The days leading up to Christmas are typically bustling in Newtown, Conn. But given the depth of grief in this community since the shootings at Sandy Hook Elementary School, preparations for the holiday began very late.
Local shopkeepers say Saturday was the first day many people came out for holiday shopping since the tragedy. Tamara Doherty, owner of the Wishing Well a shop filled with local crafts, Christmas ornaments, pottery and potpourri says her business is finally picking up.
She's offering shoppers free cookies in the shape of angels, which have become a symbol of the Newtown tragedy. All the people who wander in seem warm and open.
'Everything Is Magnified Now'
"It's been a friendlier atmosphere," Doherty says. "People ... just reaching out and hugging. It's not something that you would normally do."
Doherty says the shooting has brought people closer but that it's still very difficult. "Everything is magnified now, because everybody is just so devastated still," she says.
Doherty's daughter, 13, and son, 10, are helping out in the shop, but the tragedy has been hard on them too. Their emotions like those of so many others are right on the surface. Doherty has to take a short break to comfort her daughter in the crowded shop, but soon the family is back to ringing up purchases and wrapping presents.
Down the road at the Newtown Youth Academy, it's a day just for kids. There are candy canes, teddy bears, hot dogs and a visit from Mr. and Mrs. Claus to help brighten spirits.
Volunteer Dan Puza heard about the Newtown shooting while he was in Singapore. He's come home this Christmas to be with relatives and to lend a hand.
"It's a tragedy," he says, "but it makes it kind of sweet to see everybody pull together and kind of act as a community during the holiday season."
A Flood Of Holiday Wishes
One need only visit the Newtown post office to grasp how the attack at Sandy Hook has affected people across the country and the world. The postal service has established a special P.O. box specifically for the greetings of support that have been flooding in since the shooting.
"People need to send something," says postmaster Cathy Zieff. "They need to know that they did something [and] the simplest way to do something is to send a card."
Zieff says four of the post office's wire containers, holding about 260 packages each, are filled in a single day. Letters and cards have poured in by the thousands. "It's tremendous, and it's from all over the country, all over the world," she says. "[From] Sicily, Italy. From England. From Hawaii [and] from every state in between."
Zieff says the callers who phone in to ask where they can send things are often crying. She has to comfort them, she says, and then she begins crying, too.
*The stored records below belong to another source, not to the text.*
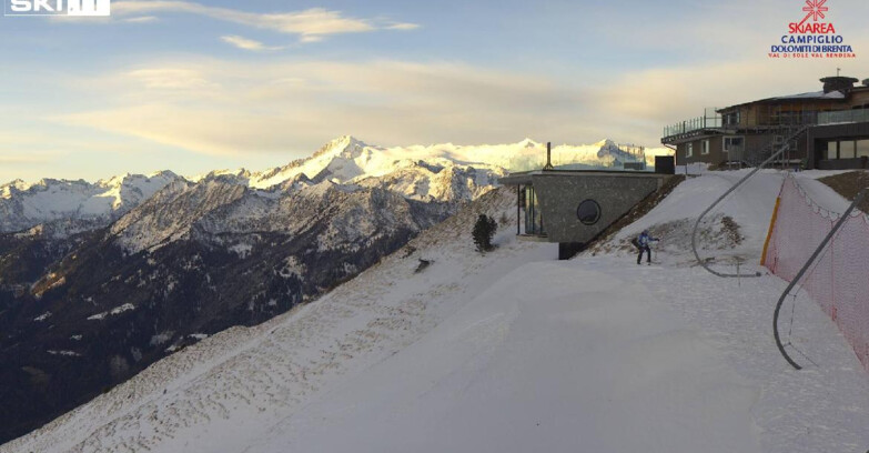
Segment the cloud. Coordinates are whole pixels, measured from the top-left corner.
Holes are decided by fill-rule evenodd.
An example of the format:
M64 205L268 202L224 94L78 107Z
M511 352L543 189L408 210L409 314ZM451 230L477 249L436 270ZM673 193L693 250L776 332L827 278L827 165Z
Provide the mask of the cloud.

And then there's the toll on her colleagues, she notes.
"My employees, my staff, have watched these kids grow up," Zieff says. "They have pictures of them that the parents have given them. They're part of this community."
Of course, there's always more mail during this season, she says, and the packages are heavier. But that word, "heavier," reverberates with a very different meaning here this year.
Outside a local deli in Sandy Hook, Tim Byrn, originally from Dublin, says he plans to celebrate the holiday, despite the sadness.
"We have a fifth-grader, so yeah, we're going to celebrate it as best we can," Byrn says, wiping a tear from his eye. "Just hold our family close. We just go on."